Mr Morrow apparently produced art every day while inside. He is certainly good at drawing the urban views from his cell, though the proportions of the human figures are sometimes off, the hands and feet too small.
His pencil studies, often untitled, focus on subjects like the window of the unit he shared with another prisoner. It’s detailed, well done, impersonal and claustrophobic in the mildly obsessive lines.
One of the best drawings tackles the familiar view of the City Hall from the bottom of Royal Avenue. The artist, for whom a direct view was obviously off limits, used newspaper photos to remind himself of the architecture. What’s interesting, apart from his great command of perspective, is the fact that all the figures are walking away from you, the viewer. Apparently Morrow based his male figures on prison warders and there is something unsettling, almost depressing in the Russian manner about the shot beloved of tourists.
One big, splashy oil painting shows Morrow’s keenness to experiment with different styles. Me And Joe On A Rainy Night was shortlisted for the Alice Berger Hammerschlag travel bursary and judge Brian Ballard wrote to Morrow to say his work reached the final six. It shows the two men in the foreground, indistinct in the rain which of course resembles tears falling. There is the wire, as ever, and the palate is dark, the finish blurred.
Morrow, who once said in an interview that it was tough painting in jail (“No one makes room for you in prison.
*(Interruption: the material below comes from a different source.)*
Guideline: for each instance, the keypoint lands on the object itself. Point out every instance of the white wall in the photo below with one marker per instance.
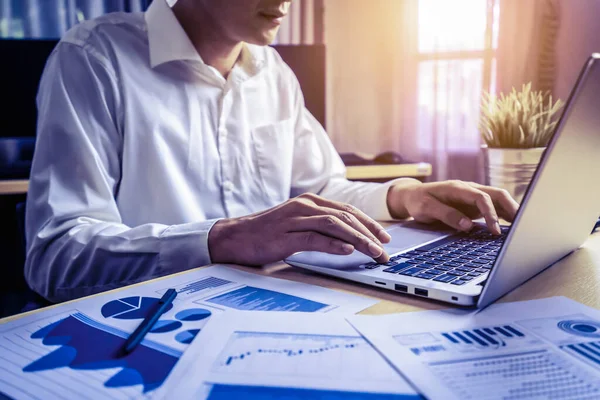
(578, 37)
No-one walks into the space where you're working and says 'Oh, excuse me, I didn't mean to interrupt,'" he told Malachi O’Doherty) was influenced at the time by masters such as Velasquez.
He had time inside to record the seasons and one summer work shows a big blue mid-West sky, inspired by the American Frederic Remington. His moody self-portrait undoubtedly references van Gogh.
These days Morrow paints haunting, spiritual landscapes, not haunted urban scenes but his art, which back in the day included loyalist motifs tattooed on to comrades’ arms, goes on.
:: Figures Through the Wire, the Ulster Museum (nmni.com), until December 16.